How can I solve such a problem?
 A: Let $z=r_1e^{\varphi_1},w=r_2e^{\varphi_2}$. We need to prove $$|r_1\cos\varphi_1-r_2\cos\varphi_2+i(r_1\sin\varphi_1-r_2\sin\varphi_2)|\leq (r_1-r_2)^2+(\varphi_1-\varphi_2)^2\iff$$$$ r_1^2+r_2^2-2r_1r_2\cos(\varphi_1-\varphi_2)\leq r_1^2+r_2^2-2r_1r_2+(\varphi_1-\varphi_2)^2\iff$$$$r_1r_2(1-\cos(\varphi_1-\varphi_2))\leq\frac{(\varphi_1-\varphi_2)^2}{2}$$ Since $r_1,r_2\leq 1$ we obtain $r_1r_2(1-\cos(\varphi_1-\varphi_2))\leq1-\cos(\varphi_1-\varphi_2)$. $1-\cos x\leq\frac{x^2}{2}$ is a well-known inequality wich can be proven using derivatives, substituting $x=\varphi_1-\varphi_2$ we obtain the desired inequality. 

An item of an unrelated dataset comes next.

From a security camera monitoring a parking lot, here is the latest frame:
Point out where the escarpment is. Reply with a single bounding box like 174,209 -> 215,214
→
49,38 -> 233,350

A: Let $z=r_1(cos\theta_1+isin\theta_1)$ and $w=r_2(cos\theta_2+isin\theta_2)$. Then $arg(z)=\theta_1$, $arg(w)=\theta_2$. It suffices to prove $-2r_1r_2cos(\theta_1-\theta_2)\leq-2r_1r_2+(\theta_1-\theta_2)^2$. To prove this, just need to prove $2r_1r_2(1-cos(\theta_1-\theta_2))\leq(\theta_1-\theta_2)^2$.Since $r_1\leq 1, r_2\leq 1$, we just need to prove $2(1-cos(\theta_1-\theta_2))\leq(\theta_1-\theta_2)^2$. This is obvious since it's easy to prove $2(1-cosx)\leq x^2.$ We finish the proof.
A: Hint:
Let $z = (a+bi)$ and $w= (c+di)$ and work with the LHS !!